Having realized that form, feeling, perception, mental formations, and consciousness are suffering and not the eighth consciousness, can one gradually become disenchanted with them and cease to delight in them? If so, one would then turn to crave the eighth consciousness and delight in it. Can a śrāvaka disciple delight in the eighth consciousness or crave it? Does such a phenomenon exist? If it does, then an arhat, due to delighting in the eighth consciousness, would continue cultivating the bodhisattva path for self-benefit and the benefit of others, and thus be unable to enter parinirvāṇa and attain liberation from the triple realm.
Theoretically, one can know that the five aggregates are not the eighth consciousness. Anyone, upon hearing the Buddha introduce the eighth consciousness, can immediately know this. Many people, upon reflection, also realize that form-aggregate phenomena come and go without cease — they are certainly not the true self, nor are they the true eighth consciousness. There is no need to laboriously contemplate whether the five aggregates are not the eighth consciousness; this deviates too far from the point.
Is it tenable to say that the five aggregates are suffering, not the eighth consciousness, and not possessed by the eighth consciousness? The manas (ego-mind) certainly regards the five aggregates as "I" (the self), not as belonging to the eighth consciousness. It is precisely because of this that it clings to the five aggregates as self, leading to immeasurable suffering through birth and death. If the manas of an ordinary being considered the five aggregates to be the eighth consciousness and possessed by it, would such a being still harbor self-view and self-attachment? Would there still be the characteristic of projective grasping (parikalpita-svabhāva)? What would the manas cling to, if nothing belongs to it?
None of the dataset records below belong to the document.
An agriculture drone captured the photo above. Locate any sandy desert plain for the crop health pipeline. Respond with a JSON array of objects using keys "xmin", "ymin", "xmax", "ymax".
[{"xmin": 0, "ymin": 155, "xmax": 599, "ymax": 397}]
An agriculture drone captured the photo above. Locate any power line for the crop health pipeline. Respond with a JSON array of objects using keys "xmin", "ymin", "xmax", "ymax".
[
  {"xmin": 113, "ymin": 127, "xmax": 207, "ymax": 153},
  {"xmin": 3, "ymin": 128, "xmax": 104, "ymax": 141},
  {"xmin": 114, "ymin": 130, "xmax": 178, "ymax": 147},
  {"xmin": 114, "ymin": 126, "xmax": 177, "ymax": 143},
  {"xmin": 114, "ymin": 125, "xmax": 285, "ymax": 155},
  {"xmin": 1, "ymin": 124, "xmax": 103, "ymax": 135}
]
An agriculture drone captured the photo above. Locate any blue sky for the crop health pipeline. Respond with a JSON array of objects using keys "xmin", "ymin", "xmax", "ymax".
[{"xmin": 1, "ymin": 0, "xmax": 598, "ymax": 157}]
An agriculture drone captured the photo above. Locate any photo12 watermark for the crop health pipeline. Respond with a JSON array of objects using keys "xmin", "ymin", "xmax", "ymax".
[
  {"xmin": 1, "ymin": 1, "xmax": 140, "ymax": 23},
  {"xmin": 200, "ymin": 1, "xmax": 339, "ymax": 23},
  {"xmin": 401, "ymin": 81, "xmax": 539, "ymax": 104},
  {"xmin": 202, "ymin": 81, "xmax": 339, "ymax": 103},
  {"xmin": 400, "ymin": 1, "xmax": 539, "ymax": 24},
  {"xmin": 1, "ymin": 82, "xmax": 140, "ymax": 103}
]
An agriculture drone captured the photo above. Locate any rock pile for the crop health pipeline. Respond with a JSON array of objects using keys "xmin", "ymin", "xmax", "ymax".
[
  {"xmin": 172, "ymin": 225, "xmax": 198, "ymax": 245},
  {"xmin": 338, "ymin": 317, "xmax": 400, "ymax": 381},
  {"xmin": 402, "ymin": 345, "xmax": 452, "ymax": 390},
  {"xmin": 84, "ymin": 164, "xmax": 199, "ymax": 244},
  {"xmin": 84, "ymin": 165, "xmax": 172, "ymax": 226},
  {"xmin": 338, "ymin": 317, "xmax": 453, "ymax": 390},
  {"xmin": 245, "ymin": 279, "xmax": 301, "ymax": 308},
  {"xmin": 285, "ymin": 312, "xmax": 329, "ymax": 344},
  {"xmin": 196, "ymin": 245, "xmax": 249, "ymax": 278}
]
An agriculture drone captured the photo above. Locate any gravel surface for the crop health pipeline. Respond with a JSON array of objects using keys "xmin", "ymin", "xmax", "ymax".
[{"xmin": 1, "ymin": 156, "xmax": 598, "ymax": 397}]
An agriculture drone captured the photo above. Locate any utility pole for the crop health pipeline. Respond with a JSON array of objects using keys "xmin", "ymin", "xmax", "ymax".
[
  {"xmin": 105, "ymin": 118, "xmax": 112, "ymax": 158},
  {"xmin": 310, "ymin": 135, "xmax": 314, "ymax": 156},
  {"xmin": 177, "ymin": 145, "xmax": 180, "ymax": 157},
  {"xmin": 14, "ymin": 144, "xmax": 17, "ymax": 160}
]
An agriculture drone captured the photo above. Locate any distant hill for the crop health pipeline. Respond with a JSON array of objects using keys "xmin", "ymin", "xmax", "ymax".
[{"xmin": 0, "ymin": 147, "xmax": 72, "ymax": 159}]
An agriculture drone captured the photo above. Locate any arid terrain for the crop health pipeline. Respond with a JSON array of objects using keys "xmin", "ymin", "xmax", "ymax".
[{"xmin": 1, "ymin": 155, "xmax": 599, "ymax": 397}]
The five aggregates are essentially the eighth consciousness. The six great elements (earth, water, fire, wind, space, consciousness) that form the five aggregates all originate from the eighth consciousness. They are the five aggregates produced through the "investment" of the eighth consciousness; thus, the five aggregates certainly belong to the eighth consciousness. How, after contemplation, could one instead conclude that the five aggregates are not the eighth consciousness? Is this not strange? Theories inevitably reach their limit one day; there will always be a point where they become untenable, unable to justify themselves. Those with genuine realization, however, speak coherently in any manner; it all holds water, and no one can refute it.